Nation: Playing the Florida Game
Carter and Kennedy face off in a quirky contest
Some day it may be a case history in the politics of much ado about nothing; of the latter-day American penchant to be first, even if it is with the least, to launch the presidential sweepstakes; to invent a game if there is no game in town. Welcome, fans, to Florida's theater of the absurd, where on Oct. 13 an unannounced candidate for re-election (Jimmy Carter) is pitted against an unannounced challenger (Edward Kennedy) in a dog-and-pony show without substance beyond what is made ofor made up aboutit. A mere 1% of the state's 2.8 million registered Democrats are expected to turn out to vote in 67 county caucuses for slates of people who will have absolutely nothing to say about the delegates that Florida will eventually send to the 1980 Democratic National Convention. No matter. For weeks the money, the press, the cameras, the organizers have been pouring into Florida to blanket this nonevent, ensuring that at the very least one of the contenders will emerge grinning with "momentum" and the other with an Aesopian disclaimer that the outcome was, after all, meaningless. Probably both, alas, will be right. TIME Correspondent Richard Woodbury reports:
In a tiny, windowless office on West Palm Beach's Datura Street, Erica Bennett last week made one phone call after another to musical booking agents. Finally, she lined up the Gwen McCray group for a free performance at Gains Park next Saturday afternoon for 1,000 young people. But this will be disco with a difference: before going to the dance, each guest will be expected to stop by Forest Hill High School and cast a vote of confidence for Jimmy Carter.

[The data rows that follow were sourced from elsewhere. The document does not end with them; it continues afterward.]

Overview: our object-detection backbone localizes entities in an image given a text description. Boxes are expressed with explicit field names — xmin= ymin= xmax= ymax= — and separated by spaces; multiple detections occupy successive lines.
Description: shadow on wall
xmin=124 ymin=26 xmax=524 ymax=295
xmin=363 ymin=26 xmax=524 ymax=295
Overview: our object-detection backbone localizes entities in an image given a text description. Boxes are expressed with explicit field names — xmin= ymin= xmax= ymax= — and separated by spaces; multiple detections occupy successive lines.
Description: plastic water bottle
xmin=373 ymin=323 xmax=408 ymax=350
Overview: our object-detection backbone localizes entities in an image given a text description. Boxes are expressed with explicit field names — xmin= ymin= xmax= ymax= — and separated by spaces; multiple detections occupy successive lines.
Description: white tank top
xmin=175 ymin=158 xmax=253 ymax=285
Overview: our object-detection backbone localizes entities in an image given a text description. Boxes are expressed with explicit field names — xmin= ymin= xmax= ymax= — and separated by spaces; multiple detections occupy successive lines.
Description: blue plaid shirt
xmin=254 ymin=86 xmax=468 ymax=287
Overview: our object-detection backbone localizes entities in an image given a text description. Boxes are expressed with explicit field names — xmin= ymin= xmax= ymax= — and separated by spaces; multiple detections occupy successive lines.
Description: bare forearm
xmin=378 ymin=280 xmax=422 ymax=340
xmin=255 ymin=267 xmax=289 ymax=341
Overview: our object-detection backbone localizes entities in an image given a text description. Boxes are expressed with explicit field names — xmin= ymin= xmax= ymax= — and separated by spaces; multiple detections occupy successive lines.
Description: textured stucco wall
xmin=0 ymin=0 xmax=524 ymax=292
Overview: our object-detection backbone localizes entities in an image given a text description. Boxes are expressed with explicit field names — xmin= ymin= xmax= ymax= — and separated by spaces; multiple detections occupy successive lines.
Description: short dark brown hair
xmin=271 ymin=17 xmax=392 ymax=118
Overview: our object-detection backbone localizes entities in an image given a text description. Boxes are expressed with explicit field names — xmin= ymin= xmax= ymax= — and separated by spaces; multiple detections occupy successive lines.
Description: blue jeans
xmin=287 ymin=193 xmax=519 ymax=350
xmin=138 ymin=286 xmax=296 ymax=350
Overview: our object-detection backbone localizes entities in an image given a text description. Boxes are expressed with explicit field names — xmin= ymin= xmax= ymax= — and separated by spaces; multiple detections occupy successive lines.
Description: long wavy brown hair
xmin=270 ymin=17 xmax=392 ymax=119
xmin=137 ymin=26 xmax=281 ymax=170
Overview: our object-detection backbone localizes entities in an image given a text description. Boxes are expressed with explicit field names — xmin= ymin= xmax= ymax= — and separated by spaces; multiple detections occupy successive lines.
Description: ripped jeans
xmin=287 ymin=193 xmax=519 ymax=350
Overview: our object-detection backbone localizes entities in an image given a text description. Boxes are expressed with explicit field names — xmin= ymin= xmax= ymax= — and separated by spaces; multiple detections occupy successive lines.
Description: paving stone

While Bennett was making phone calls, three volunteers in a stark union hall eight miles northwest of Datura Street were preparing 3-in. by 5-in. cards for mailing to 1,800 members of the local branch of the machinists' union. The cards urged them to stop by Forest Hill High, but not to vote for Carter. Read the message: "Be there, Kennedy Democrats, October 13th."
From the populous Gold Coast to the rural panhandle, Florida Democrats these days are flushed with a premature case of presidential campaign fever. The cause is the round of caucuses on Oct. 13 at which Democrats will choose 878 delegates to a convention on Nov. 16-18 in St. Petersburg. There they will be joined by 839 other delegates, including party officials and officeholders, and cast a straw vote on their preference for the Democratic presidential nominee in 1980. It is one of the quirkier contests in the history of American politics, since it has a theoretical significance rating of about minus ten. Not until after a primary on March 11 will Florida Democrats select their 100 delegates to the Democratic National Convention.
Nonetheless, the Carter and Kennedy forces are waging an all-out battle over the caucuses, for the real target is not the hearts and minds of Florida's Democrats but the national newspaper headlines.